Но больше всего я любил быть рядом с ним и дотрагиваться до него, находиться недалеко от него. Когда я учился в лицее и на первых курсах университета, я проживал самые печальные, «кризисные» годы моей жизни, но мне всегда, несмотря на уныние, очень хотелось, чтобы он пришел к нам с мамой домой и что-нибудь рассказал, повеселил нас. Когда я был маленьким, я любил забираться к нему на руки или лежать рядом с ним, вдыхая его неповторимый залах и дотрагиваясь до него. Помню, как он учил меня, совсем еще маленького, плавать на Хейбелиада: когда я начинал тонуть, отчаянно бултыхаясь, он подхватывал меня, и я чувствовал себя счастливым не только потому, что опять дышу, а потому, что крепко цеплялся за него и, боясь, что опять начну тонуть, кричал: «Папа, не отпускай меня!»
Но он нас бросал. Он уезжал куда-то далеко, в другие страны, в другие, неизвестные нам края. Когда он читал, лежа на диване, я видел по его глазам, что его мысли где-то далеко. И тогда я чувствовал, что в человеке, которого я знал как своего отца, живет совершенно другой мир, куда мне не попасть, и я беспокоился, предполагая, что отец мечтает о другой жизни. Иногда он говорил: «Я чувствую себя напрасно выпущенной пулей». Почему-то я сердился на него за эти слова. И на многое другое сердился. Кто из нас был прав, я не знаю. Может быть, к тому времени я тоже уже хотел убежать в другие края. И все-таки я любил смотреть, как он дирижирует воображаемой палочкой воображаемым оркестром, включив запись «Первой симфонии» Брамса. Меня раздражало, что он ищет, на кого можно взвалить вину за то, что, прожив счастливую жизнь в поисках удовольствий или разумно стремясь убежать от проблем, он не получил от этих удовольствий ничего, кроме самих удовольствий. В двадцать лет я, бывало, говорил себе: «Пожалуйста, не становись таким, как он». А иногда я расстраивался, что не могу жить так же счастливо, спокойно, беззаботно и красиво, как он.

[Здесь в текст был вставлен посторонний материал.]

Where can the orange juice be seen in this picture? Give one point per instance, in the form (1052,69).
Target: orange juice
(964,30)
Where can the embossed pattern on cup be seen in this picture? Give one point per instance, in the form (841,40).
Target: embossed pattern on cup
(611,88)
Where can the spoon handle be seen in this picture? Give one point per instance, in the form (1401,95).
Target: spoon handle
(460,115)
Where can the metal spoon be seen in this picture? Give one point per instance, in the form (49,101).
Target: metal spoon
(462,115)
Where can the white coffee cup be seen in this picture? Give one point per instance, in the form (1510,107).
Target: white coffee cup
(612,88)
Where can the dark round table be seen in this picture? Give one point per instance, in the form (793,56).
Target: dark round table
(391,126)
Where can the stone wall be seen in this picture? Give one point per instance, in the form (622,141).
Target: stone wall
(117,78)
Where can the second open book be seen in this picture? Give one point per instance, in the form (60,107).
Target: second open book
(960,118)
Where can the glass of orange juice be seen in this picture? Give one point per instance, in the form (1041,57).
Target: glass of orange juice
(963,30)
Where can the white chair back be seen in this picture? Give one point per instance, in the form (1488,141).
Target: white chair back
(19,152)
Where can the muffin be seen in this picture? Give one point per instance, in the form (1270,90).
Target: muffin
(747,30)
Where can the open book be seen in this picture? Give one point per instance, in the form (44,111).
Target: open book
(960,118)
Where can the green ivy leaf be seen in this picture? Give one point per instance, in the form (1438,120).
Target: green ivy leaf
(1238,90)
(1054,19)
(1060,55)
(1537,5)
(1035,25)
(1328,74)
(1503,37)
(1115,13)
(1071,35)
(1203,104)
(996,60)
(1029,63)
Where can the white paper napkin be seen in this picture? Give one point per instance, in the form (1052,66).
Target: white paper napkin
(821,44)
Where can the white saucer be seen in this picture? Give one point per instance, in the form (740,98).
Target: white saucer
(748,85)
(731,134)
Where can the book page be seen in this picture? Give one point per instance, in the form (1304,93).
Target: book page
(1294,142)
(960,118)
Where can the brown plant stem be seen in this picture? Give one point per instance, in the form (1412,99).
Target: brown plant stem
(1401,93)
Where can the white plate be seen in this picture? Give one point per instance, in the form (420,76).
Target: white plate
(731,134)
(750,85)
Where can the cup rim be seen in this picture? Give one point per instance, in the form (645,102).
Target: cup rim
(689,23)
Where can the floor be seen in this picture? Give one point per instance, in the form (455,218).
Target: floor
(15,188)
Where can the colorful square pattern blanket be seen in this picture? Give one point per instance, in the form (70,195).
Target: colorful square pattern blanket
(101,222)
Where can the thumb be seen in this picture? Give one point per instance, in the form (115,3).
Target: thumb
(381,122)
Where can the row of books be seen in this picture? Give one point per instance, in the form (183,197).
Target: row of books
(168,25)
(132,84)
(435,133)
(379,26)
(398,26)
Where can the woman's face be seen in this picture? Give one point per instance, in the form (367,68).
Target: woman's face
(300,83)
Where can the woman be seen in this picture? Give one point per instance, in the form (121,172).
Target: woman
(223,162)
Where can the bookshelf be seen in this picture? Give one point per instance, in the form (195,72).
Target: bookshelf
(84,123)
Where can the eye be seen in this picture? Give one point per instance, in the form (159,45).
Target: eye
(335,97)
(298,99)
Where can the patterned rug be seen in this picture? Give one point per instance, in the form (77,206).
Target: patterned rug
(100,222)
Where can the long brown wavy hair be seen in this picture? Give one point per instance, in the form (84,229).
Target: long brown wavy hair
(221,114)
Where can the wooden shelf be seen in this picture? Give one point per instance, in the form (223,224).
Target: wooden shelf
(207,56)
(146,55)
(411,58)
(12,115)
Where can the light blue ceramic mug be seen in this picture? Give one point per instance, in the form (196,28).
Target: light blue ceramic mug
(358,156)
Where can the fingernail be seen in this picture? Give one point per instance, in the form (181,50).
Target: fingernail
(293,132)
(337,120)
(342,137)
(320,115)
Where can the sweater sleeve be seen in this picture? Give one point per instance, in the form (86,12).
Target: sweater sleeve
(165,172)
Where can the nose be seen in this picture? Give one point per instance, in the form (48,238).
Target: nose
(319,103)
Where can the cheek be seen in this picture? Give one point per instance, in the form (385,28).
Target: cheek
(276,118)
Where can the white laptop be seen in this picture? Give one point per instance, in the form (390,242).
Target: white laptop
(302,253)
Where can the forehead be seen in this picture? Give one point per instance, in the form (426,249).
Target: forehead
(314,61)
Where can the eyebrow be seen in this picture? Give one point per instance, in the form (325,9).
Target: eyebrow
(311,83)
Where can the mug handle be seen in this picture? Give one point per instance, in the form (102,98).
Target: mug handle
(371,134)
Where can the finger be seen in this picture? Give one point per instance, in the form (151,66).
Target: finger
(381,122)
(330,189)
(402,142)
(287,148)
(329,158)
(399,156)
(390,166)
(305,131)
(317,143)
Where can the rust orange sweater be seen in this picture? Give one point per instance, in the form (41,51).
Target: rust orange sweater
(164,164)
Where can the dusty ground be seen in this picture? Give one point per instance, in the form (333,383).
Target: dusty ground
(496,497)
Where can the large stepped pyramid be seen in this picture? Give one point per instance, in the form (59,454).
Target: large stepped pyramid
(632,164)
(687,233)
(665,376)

Годы спустя все это осталось в прошлом, зависть и гнев на отца, никогда не ругавшего и не обижавшего меня, забылись, и я вынужден был смириться с тем, что мы во многом схожи. Так что теперь, когда я ворчу или жалуюсь официанту, когда закусываю верхнюю губу или бросаю в угол недочитанные книги, когда целую мою дочь, вынимаю деньги из кармана или весело с кем-то здороваюсь, я ловлю себя на том, что подражаю ему. И не потому, что мои руки, плечи, запястья или родинка у меня на спине похожи на его. Именно это сходство пугает меня, приводит в ужас и напоминает о том, как я страстно желал в детстве быть похожим на него. Смерть каждого мужчины начинается со смерти его отца.